On the other hand, the strict separation mode makes it possible to avoid keys copying by implementing separation keys as references on real ones. This would involve some complication of insertion and especially removal operations. In particular, upon real key removal it will be needed to find and update the relevant separation keys. Another difficulty to care about is that moving a real key value in memory, if it’s needed (e.g. in ScyllaDB’s case keys are moved in memory as a part of memory defragmentation hygiene), will also need to update the relevant reference from separation keys. However, it’s possible to show that each real key will be referenced by at most one separation key.

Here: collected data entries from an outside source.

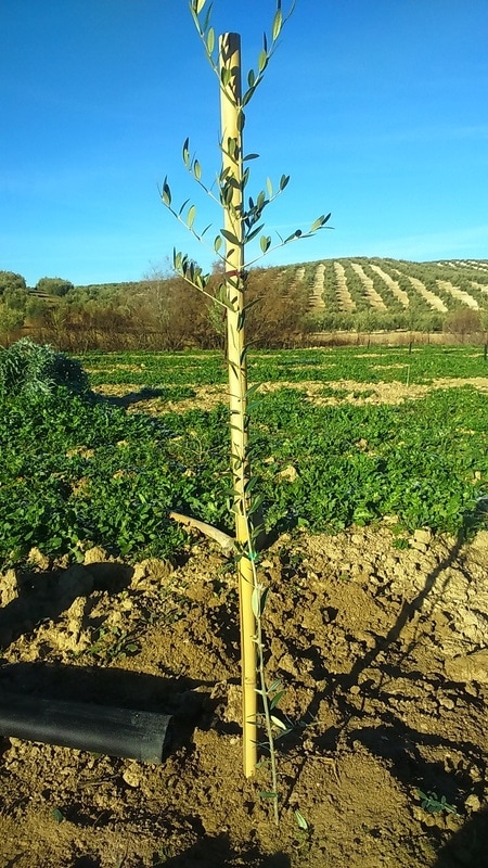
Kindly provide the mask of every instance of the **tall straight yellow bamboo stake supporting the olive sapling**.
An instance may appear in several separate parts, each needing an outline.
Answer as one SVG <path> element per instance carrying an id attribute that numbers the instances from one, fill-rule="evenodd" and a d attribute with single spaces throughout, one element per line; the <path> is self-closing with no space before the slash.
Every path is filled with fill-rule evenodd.
<path id="1" fill-rule="evenodd" d="M 243 113 L 241 106 L 241 38 L 223 34 L 219 40 L 222 174 L 221 193 L 226 238 L 226 297 L 228 304 L 228 362 L 230 439 L 235 513 L 235 538 L 241 557 L 237 579 L 241 617 L 241 667 L 244 775 L 257 763 L 256 617 L 253 612 L 254 572 L 246 484 L 249 480 L 247 435 L 247 369 L 244 329 Z M 230 238 L 229 238 L 230 237 Z"/>

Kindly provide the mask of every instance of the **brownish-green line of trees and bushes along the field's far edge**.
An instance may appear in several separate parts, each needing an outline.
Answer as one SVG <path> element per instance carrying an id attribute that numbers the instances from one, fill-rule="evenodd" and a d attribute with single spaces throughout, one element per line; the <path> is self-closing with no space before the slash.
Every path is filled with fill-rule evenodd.
<path id="1" fill-rule="evenodd" d="M 221 272 L 214 268 L 209 291 L 217 293 Z M 330 307 L 310 310 L 310 284 L 290 268 L 256 268 L 246 278 L 248 333 L 255 346 L 287 347 L 313 343 L 318 332 L 451 332 L 486 343 L 488 314 L 461 303 L 448 314 L 412 303 L 387 310 L 354 312 Z M 438 289 L 437 289 L 438 292 Z M 325 290 L 326 294 L 326 290 Z M 35 288 L 22 275 L 0 271 L 0 344 L 28 334 L 63 352 L 89 349 L 223 348 L 226 323 L 210 299 L 195 304 L 195 290 L 172 273 L 154 270 L 143 280 L 75 286 L 63 278 L 41 278 Z M 224 316 L 224 315 L 223 315 Z"/>

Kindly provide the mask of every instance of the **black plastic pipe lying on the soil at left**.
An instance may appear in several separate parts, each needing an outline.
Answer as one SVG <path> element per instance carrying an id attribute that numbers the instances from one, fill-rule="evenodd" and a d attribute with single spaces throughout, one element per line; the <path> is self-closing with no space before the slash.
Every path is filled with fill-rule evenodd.
<path id="1" fill-rule="evenodd" d="M 0 735 L 160 763 L 170 715 L 0 692 Z"/>

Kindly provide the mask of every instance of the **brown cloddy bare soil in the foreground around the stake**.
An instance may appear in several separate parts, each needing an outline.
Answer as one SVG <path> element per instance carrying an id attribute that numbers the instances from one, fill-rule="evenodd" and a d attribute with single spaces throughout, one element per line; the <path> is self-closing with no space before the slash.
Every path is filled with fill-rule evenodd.
<path id="1" fill-rule="evenodd" d="M 388 524 L 264 552 L 267 669 L 293 724 L 277 828 L 266 768 L 241 771 L 237 597 L 216 544 L 136 566 L 33 551 L 0 578 L 3 706 L 23 691 L 172 719 L 160 764 L 1 737 L 1 868 L 487 866 L 487 562 L 486 531 L 399 547 Z"/>

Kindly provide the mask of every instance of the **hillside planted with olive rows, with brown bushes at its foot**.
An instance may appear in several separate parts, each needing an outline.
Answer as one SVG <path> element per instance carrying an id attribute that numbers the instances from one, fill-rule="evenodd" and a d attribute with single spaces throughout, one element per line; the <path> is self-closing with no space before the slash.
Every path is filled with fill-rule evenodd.
<path id="1" fill-rule="evenodd" d="M 220 281 L 218 272 L 211 276 L 210 294 Z M 61 349 L 223 347 L 223 321 L 211 302 L 171 275 L 29 299 L 24 331 Z M 390 341 L 397 332 L 418 332 L 478 342 L 488 329 L 488 259 L 349 257 L 255 268 L 247 299 L 249 335 L 260 347 L 320 343 L 331 333 L 347 342 L 372 332 Z"/>

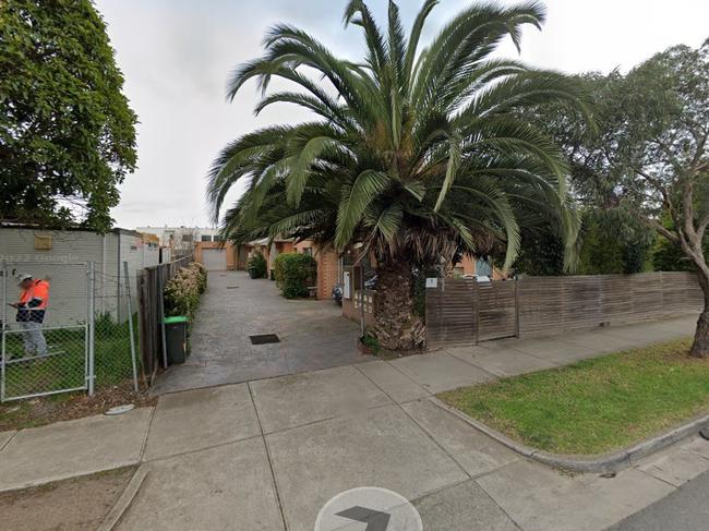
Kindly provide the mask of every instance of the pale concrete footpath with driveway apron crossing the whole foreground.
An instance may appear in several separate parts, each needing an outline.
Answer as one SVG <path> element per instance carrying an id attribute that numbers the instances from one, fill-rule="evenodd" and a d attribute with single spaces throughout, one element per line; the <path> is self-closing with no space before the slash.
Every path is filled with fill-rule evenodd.
<path id="1" fill-rule="evenodd" d="M 426 530 L 601 530 L 709 470 L 709 443 L 683 442 L 612 479 L 570 476 L 512 452 L 429 397 L 686 336 L 693 323 L 371 361 L 0 434 L 0 491 L 141 462 L 147 476 L 121 530 L 312 530 L 332 496 L 357 486 L 411 499 Z"/>

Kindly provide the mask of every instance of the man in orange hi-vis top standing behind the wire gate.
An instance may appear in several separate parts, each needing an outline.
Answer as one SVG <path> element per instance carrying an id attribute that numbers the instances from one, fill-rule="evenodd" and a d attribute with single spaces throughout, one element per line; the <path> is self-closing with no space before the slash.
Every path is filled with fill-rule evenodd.
<path id="1" fill-rule="evenodd" d="M 41 333 L 41 323 L 49 304 L 49 282 L 35 280 L 29 274 L 19 276 L 20 301 L 10 304 L 17 310 L 17 323 L 23 329 L 25 352 L 29 355 L 45 355 L 47 341 Z"/>

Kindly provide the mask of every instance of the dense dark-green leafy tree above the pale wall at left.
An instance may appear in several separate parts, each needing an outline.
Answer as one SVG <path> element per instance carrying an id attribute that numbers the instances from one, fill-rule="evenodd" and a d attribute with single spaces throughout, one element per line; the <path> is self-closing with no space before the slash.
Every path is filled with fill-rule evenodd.
<path id="1" fill-rule="evenodd" d="M 135 113 L 89 0 L 0 1 L 0 219 L 105 231 Z"/>

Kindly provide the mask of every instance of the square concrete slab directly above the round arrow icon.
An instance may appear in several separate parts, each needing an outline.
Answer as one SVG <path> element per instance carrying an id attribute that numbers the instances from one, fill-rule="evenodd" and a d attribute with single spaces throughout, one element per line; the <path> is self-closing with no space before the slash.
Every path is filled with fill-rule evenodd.
<path id="1" fill-rule="evenodd" d="M 336 494 L 378 486 L 416 499 L 468 475 L 398 407 L 266 436 L 289 529 L 312 529 Z"/>

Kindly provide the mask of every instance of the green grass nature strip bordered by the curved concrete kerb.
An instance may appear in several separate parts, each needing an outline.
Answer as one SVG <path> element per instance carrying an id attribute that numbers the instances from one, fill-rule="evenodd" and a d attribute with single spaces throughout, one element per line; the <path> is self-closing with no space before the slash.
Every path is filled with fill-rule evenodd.
<path id="1" fill-rule="evenodd" d="M 603 454 L 709 412 L 709 360 L 681 340 L 438 395 L 529 446 Z"/>

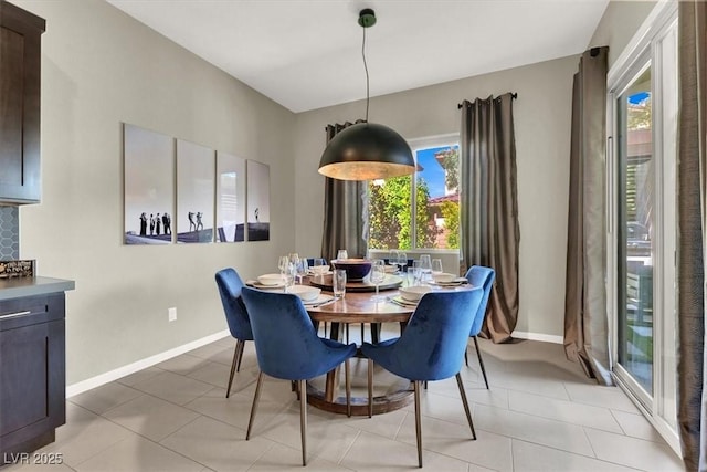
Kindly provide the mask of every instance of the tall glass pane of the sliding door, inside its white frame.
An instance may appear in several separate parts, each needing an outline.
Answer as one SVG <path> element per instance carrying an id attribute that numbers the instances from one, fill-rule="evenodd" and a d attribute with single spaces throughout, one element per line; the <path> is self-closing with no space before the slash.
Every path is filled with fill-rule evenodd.
<path id="1" fill-rule="evenodd" d="M 616 98 L 618 361 L 653 395 L 655 161 L 651 63 Z"/>

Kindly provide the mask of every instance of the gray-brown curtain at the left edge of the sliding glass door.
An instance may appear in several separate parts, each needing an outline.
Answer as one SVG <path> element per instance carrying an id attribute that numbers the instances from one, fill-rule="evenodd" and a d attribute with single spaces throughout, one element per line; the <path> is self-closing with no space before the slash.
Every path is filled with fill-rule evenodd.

Speaking about memory consumption… although large B-trees were shown to consume less memory per-key as they get filled, the real overhead would very likely be larger, since the nodes of the tree will typically be underfilled because of the way the balancing algorithm works. For example, this is how nodes look like in a randomly filled 4-ary B-tree:

It’s possible to define a compaction operation for a B-tree that will pick several adjacent nodes and squash them together, but this operation has its limitations. First, a certain amount of under-occupied nodes makes it possible to insert a new element into a tree without the need to rebalance, thus saving CPU cycles. Second, since each node cannot contain less than a half of its capacity, squashing 2 adjacent nodes is impossible, even if considering three adjacent nodes then the amount of really squashable nodes would be less than 5% of leaves and less than 1% of inners.

## Conclusions

In this blog post, I’ve only touched on the most prominent aspects of adopting B- and B+- trees for in-RAM usage. Lots of smaller points were tossed overboard for brevity — for example the subtle difference in odd vs even number of keys on a node. This exciting journey proved one more time that the exact implementation of an abstract math concept is very very different from its on-paper model.

B+-trees have been supported since ScyllaDB Open Source 4.3, and our B-tree implementation was added in release 4.5. They are hidden, under-the-hood optimizations ScyllaDB users benefit from as we continue to evolve our infrastructure.